ロマン・ポランスキー『おとなのけんか』(フランス ドイツ ポーランド、2011)
このあいだ『ゴーストライター』を観たと思ったのに、もうポランスキーの新作を観ている。これが実に面白い。子ども同士のけんかで、加害者の両親(ケイト・ウィンスレット&クリスフ・ヴァルツ)が被害者の両親(ジョディ・フォスター&ジョン・C・ライリー)の家に話し合いに来て、和解が成立、加害者の両親が立ち去ろうとしたところで、ちょっとした言葉のやりとりが発端でふたりは居座り、とことん話をつけることになり、それぞれが3方向とけんかしたり少し歩み寄りを見せたり、……というコメディ。もともとヤスミナ・レザがフランス語で書いた戯曲が原作。加害者の両親のアパートを舞台とした展開は、なるほど、戯曲だ。
少年同士のけんかを無音で、ロングショットで捕らえた説明的なシークエンスから幕を開ける。これがよけいな説明かな、とも思うが、そんなこともなくて、きっとこれは映画化にあたって挿入した要素なのだろうけれども、ラストに笑わされる。この少年のうちのひとりはエルヴィス・ポランスキーという名だったから、監督の孫かなにかか?
メディアは先行するメディアを取り込む。印刷物(書物)は手書きの文字(手紙)を取り込む。小説は日記と手紙を取り込み、映画は鏡と写真、小説を取り込む。
ガブリエル・ガルシア=マルケス『コレラの時代の愛』の優れているところは、主人公フロレンティーノ・アリサに電報技師という職業を与えておきながら、彼とフェルミーナ・ダサとの恋愛は手紙の範囲内に閉じ込めておこうとする、その明らかな時代・メディア意識にある。フェルミーナが最初の交際から51年9ヶ月と4日後にまたフロレンティーノの愛を受け入れようと決意するとき、すでに電話が引かれていたにもかかわらず、故障しているという理由で手紙で連絡するようにと言うのだ。
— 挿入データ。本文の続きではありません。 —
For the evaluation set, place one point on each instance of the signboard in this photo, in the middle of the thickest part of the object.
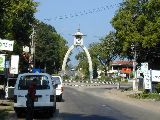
(14, 64)
(25, 49)
(144, 67)
(147, 80)
(2, 62)
(156, 75)
(6, 45)
(36, 70)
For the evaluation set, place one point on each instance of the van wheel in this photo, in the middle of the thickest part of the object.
(60, 98)
(51, 113)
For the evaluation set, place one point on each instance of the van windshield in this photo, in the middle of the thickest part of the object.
(41, 82)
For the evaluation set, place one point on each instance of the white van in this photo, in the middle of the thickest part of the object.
(57, 80)
(45, 93)
(9, 89)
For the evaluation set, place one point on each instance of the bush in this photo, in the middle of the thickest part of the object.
(154, 96)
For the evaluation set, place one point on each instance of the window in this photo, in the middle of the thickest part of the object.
(41, 82)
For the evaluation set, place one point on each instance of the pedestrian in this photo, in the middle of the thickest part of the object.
(30, 100)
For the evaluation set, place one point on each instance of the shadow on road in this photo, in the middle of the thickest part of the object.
(70, 116)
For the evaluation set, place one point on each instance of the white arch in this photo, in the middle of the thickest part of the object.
(88, 57)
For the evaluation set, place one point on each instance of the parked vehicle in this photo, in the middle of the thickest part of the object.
(45, 95)
(57, 80)
(9, 89)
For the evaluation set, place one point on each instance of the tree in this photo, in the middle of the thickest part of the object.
(106, 51)
(137, 22)
(16, 19)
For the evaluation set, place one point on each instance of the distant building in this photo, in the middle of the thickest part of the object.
(121, 68)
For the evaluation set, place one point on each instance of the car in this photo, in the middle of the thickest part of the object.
(57, 80)
(9, 89)
(45, 93)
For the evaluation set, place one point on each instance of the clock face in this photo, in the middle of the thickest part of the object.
(78, 41)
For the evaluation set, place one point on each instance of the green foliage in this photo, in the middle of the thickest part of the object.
(137, 22)
(50, 48)
(154, 96)
(16, 18)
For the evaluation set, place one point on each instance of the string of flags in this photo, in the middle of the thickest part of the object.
(85, 12)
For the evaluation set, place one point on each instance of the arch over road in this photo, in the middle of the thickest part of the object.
(78, 41)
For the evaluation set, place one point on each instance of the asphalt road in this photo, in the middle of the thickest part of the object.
(79, 104)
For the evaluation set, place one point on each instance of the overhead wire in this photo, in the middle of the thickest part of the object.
(86, 12)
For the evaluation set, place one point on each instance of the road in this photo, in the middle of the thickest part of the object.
(79, 104)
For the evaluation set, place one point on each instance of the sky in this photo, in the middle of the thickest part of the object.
(93, 17)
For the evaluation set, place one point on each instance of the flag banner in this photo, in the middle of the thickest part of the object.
(6, 45)
(14, 64)
(2, 62)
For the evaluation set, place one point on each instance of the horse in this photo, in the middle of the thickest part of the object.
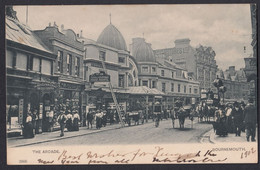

『羊たちの沈黙』のレクター博士はクラリスに、最後は手紙を書く。ところが映画化作品では彼はクラリスに電話をすることになっている。手紙を書くか電話をするか、それが小説と映画を分かつもの(リカルド・ピグリア——の登場人物——によれば、電話を小説内で利用した最初の小説家はヘミングウェイだとのこと)。
さて、かつてクラリスだったジョディ・フォスターがほとんどスッピンで出ているポランスキーのこの映画は、電話を、その伝達内容がプロット内で作用するという意味でではなく、電話そのもののメタ・メッセージ的領域での性格をうまく利用して面白い。早い話、訴訟を起こされそうになっている製薬会社の顧問弁護士であるアラン・カウワン(ヴァルツ)が、口論の最中、始終携帯電話に連絡を受け、話が途切れ、他の3人がますます気まずくなり、神経を昂ぶらせていくのだ。観客も太ももがムズムズしてくるのだが、めっぽう面白い。電話って本当に周囲をいらいらさせる。そんなことを思い出させる映画だ。